O Santo Padre prossegue a série sobre a família, abordando hoje a figura paterna

 

Cidade do Vaticano, 28 de Janeiro de 2015 (Zenit.org)

Como acontece toda semana, fiéis e peregrinos vindos a Roma de todas as partes do mundo receberam com entusiasmo o papa Francisco para a audiência geral das quartas-feiras. Hoje, na Sala Paulo VI, um grupo de artistas do Circo Medrano apresentou um espetáculo no final da audiência, que divertiu o papa e todos os participantes.

Francisco deu continuidade às catequeses sobre a família e, desta vez, falou sobre a figura do pai. No resumo final, ele disse:

Queridos irmãos e irmãs! Em nossa reflexão sobre a família, hoje nos concentramos na palavra pai. Pai é uma palavra universal, conhecida por todos, que indica uma relação fundamental cuja realidade é tão antiga quanto a história do homem. É a palavra com que Jesus nos ensinou a chamar a Deus, dando-lhe um novo e profundo sentido e revelando-nos, assim, o mistério da intimidade de Deus Pai, Filho e Espírito Santo, que é o centro da nossa fé cristã.

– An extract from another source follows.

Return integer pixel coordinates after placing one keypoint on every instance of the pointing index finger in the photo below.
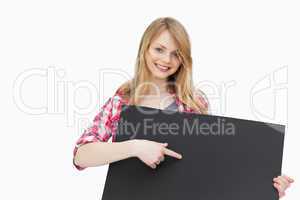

Em nossos dias, chegou-se a falar de uma sociedade sem pais. A ausência desta figura foi interpretada como uma “libertação”, especialmente quando o pai é percebido como a autoridade cruel que limita a liberdade dos filhos, ou quando os filhos se sentem desatendidos por pais focados unicamente em seus problemas, em seu trabalho ou na própria realização pessoal, ou caracterizados pela notável ausência do lar. Tudo isto cria uma situação de orfandade nas crianças e nos jovens de hoje, que vivem desorientados sem o bom exemplo e a orientação prudente de um pai. Deste modo, todas as comunidades cristãs e a comunidade civil devem ficar atentas à ausência da figura paterna, pois ela deixa lacunas e feridas na educação dos jovens. Sem guias nos quais confiar, os jovens podem se encher de ídolos que acabam lhes roubando o coração, os sonhos, as autênticas riquezas; roubando a sua esperança.

O papa saudou em seguida os peregrinos latino-americanos e recordou que Jesus prometeu que não nos deixaria órfãos. “Vivamos com a esperança firme nele, sabendo que o amor pode vencer o ódio e que é possível um futuro de fraternidade e de paz para todos. Que Deus os abençoe. Muito obrigado”.

Após as saudações em diversas línguas, o pontífice dedicou um pensamento especial aos jovens, aos enfermos e aos recém-casados, lembrando a todos que hoje celebramos a memória de Santo Tomás de Aquino, doutor da Igreja. Por isso, ele desejou aos jovens que a sua dedicação ao estudo favoreça neles o compromisso da inteligência e da vontade a serviço do Evangelho. Aos enfermos, desejou que a fé os ajude a se voltar ao Senhor também nas provações. E aos esposos recém-casados, que a mansidão de Jesus lhes indique o estilo das relações entre os cônjuges dentro da família.